By Peter Nurse
Investing.com - Oil prices traded lower Monday, continuing the recent negative trend as the spread of China’s coronavirus hits demand from the world’s largest importer while doubts remain about the extent and timing of future production cuts from major producers.
By 8:20 AM ET (1320 GMT), U.S. crude futures were 0.1% lower at $50.30 a barrel, while futures in U.K. Brent, the global crude benchmark, were 0.3% lower at $54.30 a barrel.
Last week, the oil market posted a fifth straight losing week. Combined losses over the five weeks stood at more than 22% for both benchmarks, leaving them in bear market territory.

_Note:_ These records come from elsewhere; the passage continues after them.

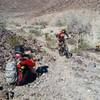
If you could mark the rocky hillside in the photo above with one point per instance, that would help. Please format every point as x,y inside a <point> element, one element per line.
<point>44,6</point>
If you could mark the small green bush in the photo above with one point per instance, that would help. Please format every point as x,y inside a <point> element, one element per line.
<point>36,32</point>
<point>50,41</point>
<point>14,40</point>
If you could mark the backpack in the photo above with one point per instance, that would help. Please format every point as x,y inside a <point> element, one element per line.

The coronavirus outbreak shows no immediate signs of slowing down, with the death toll climbing above 900 over the weekend, overtaking that of the SARS outbreak almost two decades ago, and with over 40,000 people affected. Some manufacturers reopened their offices Monday, but a large number of workplaces still remain closed and many white-collar workers will continue to work from home.

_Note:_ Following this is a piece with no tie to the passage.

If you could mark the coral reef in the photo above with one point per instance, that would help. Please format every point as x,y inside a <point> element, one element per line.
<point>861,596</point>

The toll on China's already-slowing economy has been heavy, with Goldman Sachs (NYSE:GS) cutting its first quarter GDP target to 4% from 5.6% previously and saying an even deeper hit is possible.
“Following the Lunar New Year, the impact that the coronavirus is having on oil demand is becoming clearer, “ said analysts at ING, in a research note. “Refinery run rates for independent refiners in Shandong stood at 50.33% as of 7 February, down from 64.56% prior to the Lunar New Year holidays.”
“These cuts have led to a sharp increase in crude oil inventories in the country over the last 2 weeks, with Shandong crude stocks increasing by 11.57MMbbls, to total 51.69MMbbls as of the 7 February.”
Turning to the supply side of the equation, the latest Platts survey of production levels from the members of the Organization of Petroleum Exporting Countries released Friday found the bloc's crude oil production fell 470,000 b/d in January.
This reduction hasn’t been enough to give the oil prices a boost, but there is still no word from Russia on whether they will back the additional cuts of 600,000 barrels a day suggested by the technical experts of OPEC and its allies last week.
Additionally, there are growing doubts over whether the extraordinary meeting currently set for the beginning of March will be moved up, ING added, with Azerbaijan’s energy minister commenting that an early meeting “most likely won’t happen”.